La figure de proue de ces traitements protéiques est bien sûr l'ivacaftor, dont le service médical rendu (SMR) a été jugé important en 2016 par la Haute Autorité de santé (HAS). Le médicament a obtenu son autorisation de mise sur le marché (AMM) dans le traitement des enfants atteints de mucoviscidose âgés de 2 ans et plus et pesant moins de 25 kg, porteurs de l'une des mutations de défaut de régulation (classe III) du gène CFTR suivantes : G551D, G1244E, G1349D, G178R, G551S, S1251N, S1255P, S549N ou S549R. « Son efficacité a été démontrée chez les enfants âgés de 6 ans et plus, porteurs de ces mutations, notamment en termes d'amélioration du VEMS à court et moyen termes », soulignait alors la HAS.

« On manque encore de recul pour véritablement apprécier l'effet de l'ivacaftor sur un éventuel recul de la mortalité mais, chez les patients répondeurs, on améliore la fonction respiratoire et on diminue les exacerbations bronchiques », indique la Pr Sermet-Gaudelus, en précisant que ce médicament n'est délivré qu'aux patients ayant les bonnes mutations. « En France, c'est environ une centaine de patients sur 7 000 mais on ne cesse d'élargir les mutations visées ».

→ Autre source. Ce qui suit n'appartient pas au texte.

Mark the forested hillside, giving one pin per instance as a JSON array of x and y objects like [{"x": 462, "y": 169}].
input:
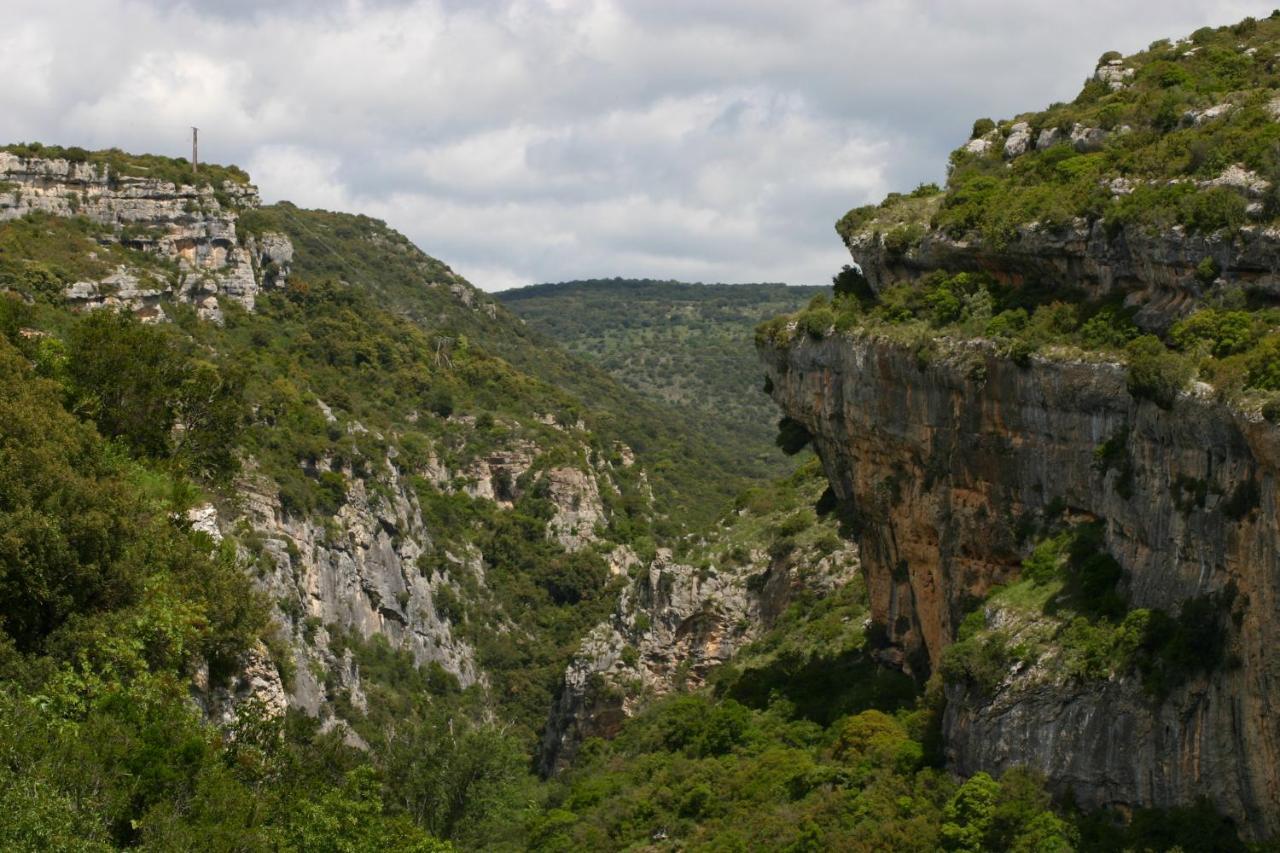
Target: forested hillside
[
  {"x": 686, "y": 345},
  {"x": 309, "y": 544}
]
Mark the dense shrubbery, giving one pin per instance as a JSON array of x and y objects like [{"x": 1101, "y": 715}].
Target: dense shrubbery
[
  {"x": 714, "y": 775},
  {"x": 685, "y": 345},
  {"x": 1228, "y": 345},
  {"x": 176, "y": 170},
  {"x": 1089, "y": 632}
]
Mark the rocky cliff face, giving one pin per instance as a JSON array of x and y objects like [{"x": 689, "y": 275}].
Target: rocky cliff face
[
  {"x": 942, "y": 460},
  {"x": 673, "y": 624},
  {"x": 357, "y": 574},
  {"x": 192, "y": 227}
]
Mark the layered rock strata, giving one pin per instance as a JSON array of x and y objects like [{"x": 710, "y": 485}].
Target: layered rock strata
[{"x": 940, "y": 463}]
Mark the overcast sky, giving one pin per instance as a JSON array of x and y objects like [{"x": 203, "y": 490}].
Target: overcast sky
[{"x": 544, "y": 140}]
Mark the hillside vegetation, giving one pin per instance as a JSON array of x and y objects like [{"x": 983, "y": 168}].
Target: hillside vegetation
[
  {"x": 1182, "y": 138},
  {"x": 685, "y": 345}
]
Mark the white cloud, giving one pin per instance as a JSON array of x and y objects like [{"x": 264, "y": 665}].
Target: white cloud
[{"x": 540, "y": 140}]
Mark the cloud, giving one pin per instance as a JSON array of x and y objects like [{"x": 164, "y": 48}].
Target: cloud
[{"x": 542, "y": 140}]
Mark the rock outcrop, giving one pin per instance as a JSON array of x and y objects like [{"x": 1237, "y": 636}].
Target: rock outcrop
[
  {"x": 1160, "y": 273},
  {"x": 675, "y": 624},
  {"x": 195, "y": 227},
  {"x": 941, "y": 461}
]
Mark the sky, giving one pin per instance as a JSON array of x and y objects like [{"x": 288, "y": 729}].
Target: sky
[{"x": 529, "y": 141}]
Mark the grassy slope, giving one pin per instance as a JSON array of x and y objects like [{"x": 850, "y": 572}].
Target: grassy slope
[{"x": 685, "y": 345}]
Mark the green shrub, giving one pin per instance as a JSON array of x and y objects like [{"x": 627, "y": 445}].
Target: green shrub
[{"x": 1155, "y": 373}]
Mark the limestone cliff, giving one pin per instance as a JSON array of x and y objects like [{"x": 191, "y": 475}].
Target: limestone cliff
[
  {"x": 942, "y": 460},
  {"x": 675, "y": 623},
  {"x": 359, "y": 569},
  {"x": 195, "y": 227}
]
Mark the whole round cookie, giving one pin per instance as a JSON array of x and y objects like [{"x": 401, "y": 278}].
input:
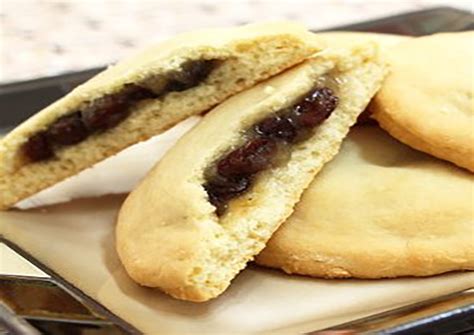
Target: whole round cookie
[
  {"x": 427, "y": 100},
  {"x": 379, "y": 209}
]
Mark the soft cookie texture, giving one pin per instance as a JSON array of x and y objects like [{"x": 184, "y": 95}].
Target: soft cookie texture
[
  {"x": 243, "y": 56},
  {"x": 379, "y": 209},
  {"x": 168, "y": 234},
  {"x": 427, "y": 100}
]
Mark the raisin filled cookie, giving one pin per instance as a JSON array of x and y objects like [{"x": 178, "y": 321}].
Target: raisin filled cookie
[
  {"x": 217, "y": 196},
  {"x": 141, "y": 97},
  {"x": 379, "y": 209},
  {"x": 427, "y": 99}
]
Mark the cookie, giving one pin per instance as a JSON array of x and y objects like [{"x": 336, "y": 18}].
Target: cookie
[
  {"x": 427, "y": 100},
  {"x": 141, "y": 97},
  {"x": 216, "y": 197},
  {"x": 344, "y": 38},
  {"x": 379, "y": 209}
]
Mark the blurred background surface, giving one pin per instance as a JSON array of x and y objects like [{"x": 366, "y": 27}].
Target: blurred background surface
[{"x": 45, "y": 37}]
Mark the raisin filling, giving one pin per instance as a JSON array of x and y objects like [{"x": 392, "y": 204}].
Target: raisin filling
[
  {"x": 109, "y": 110},
  {"x": 233, "y": 174}
]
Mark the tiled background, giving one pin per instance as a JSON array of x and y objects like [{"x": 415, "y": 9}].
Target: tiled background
[{"x": 44, "y": 37}]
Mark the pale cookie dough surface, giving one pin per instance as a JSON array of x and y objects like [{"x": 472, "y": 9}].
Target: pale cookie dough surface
[
  {"x": 379, "y": 209},
  {"x": 247, "y": 55},
  {"x": 427, "y": 100}
]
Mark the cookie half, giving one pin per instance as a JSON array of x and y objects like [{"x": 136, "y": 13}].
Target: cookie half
[
  {"x": 427, "y": 100},
  {"x": 216, "y": 197},
  {"x": 379, "y": 209},
  {"x": 141, "y": 97}
]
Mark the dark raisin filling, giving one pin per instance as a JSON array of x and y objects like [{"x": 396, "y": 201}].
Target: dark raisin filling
[
  {"x": 233, "y": 174},
  {"x": 108, "y": 111}
]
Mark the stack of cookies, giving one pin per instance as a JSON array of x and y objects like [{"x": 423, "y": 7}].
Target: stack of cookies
[{"x": 247, "y": 182}]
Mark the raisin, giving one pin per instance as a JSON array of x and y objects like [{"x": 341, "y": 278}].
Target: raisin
[
  {"x": 221, "y": 190},
  {"x": 105, "y": 113},
  {"x": 277, "y": 127},
  {"x": 191, "y": 74},
  {"x": 249, "y": 159},
  {"x": 68, "y": 130},
  {"x": 37, "y": 148}
]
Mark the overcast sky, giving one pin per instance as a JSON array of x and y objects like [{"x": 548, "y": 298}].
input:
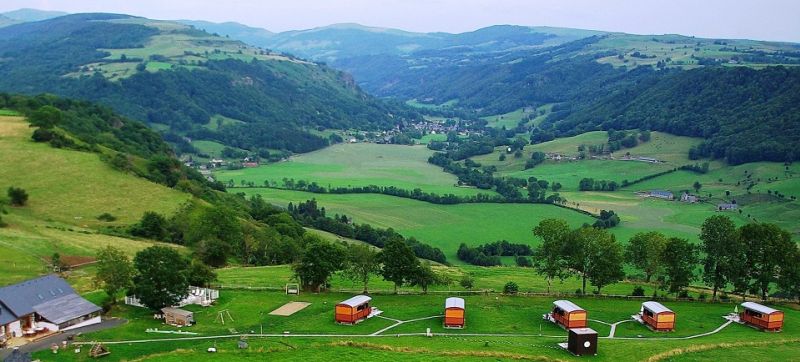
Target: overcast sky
[{"x": 763, "y": 20}]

En 2016, la HAS a également jugé important le SMR de Orkambi, une association thérapeutique destinée à des patients âgés de 12 ans et plus homozygotes pour la mutation F508del du gène CFTR. « L'efficacité de l'ivacaftor, associé au lumacaftor, a été démontrée à court terme (24 semaines) sur un critère de jugement intermédiaire (variation de la valeur absolue du VEMS). L'amélioration observée par rapport au placebo est modeste (3 à 4 % en fonction des études) », souligne la HAS.

« Mais ce traitement est susceptible d'améliorer certains patients de façon importante et reste sans aucun effet sur d'autres. Dans les essais, son effet sur l'amélioration de la fonction est de 3 à 5 %. Ce qui est significatif sur un plan statistique mais reste non relevant sur un plan clinique », indique la Pr Sermet-Gaudelus.

Il existe un espoir important dans les traitements visant à modifier l'ARN. « On explore aujourd'hui cette piste de l'ARN davantage que celle des gènes. Il y a deux ans s'est achevé un essai de thérapie génique qui n'a pas vraiment marché. L'idée est d'utiliser certaines techniques notamment CRISPR-Cas9 pour modifier l'ARN messager et enchaîner ensuite avec une thérapie cellulaire », indique la Pr Sermet-Gaudelus.

Entretien avec la Pr Isabelle Sermet-Gaudelus, responsable du Centre de référence de la mucoviscidose et des affections liées à une anomalie de CFTR à l’hôpital Necker-enfants malades (Paris).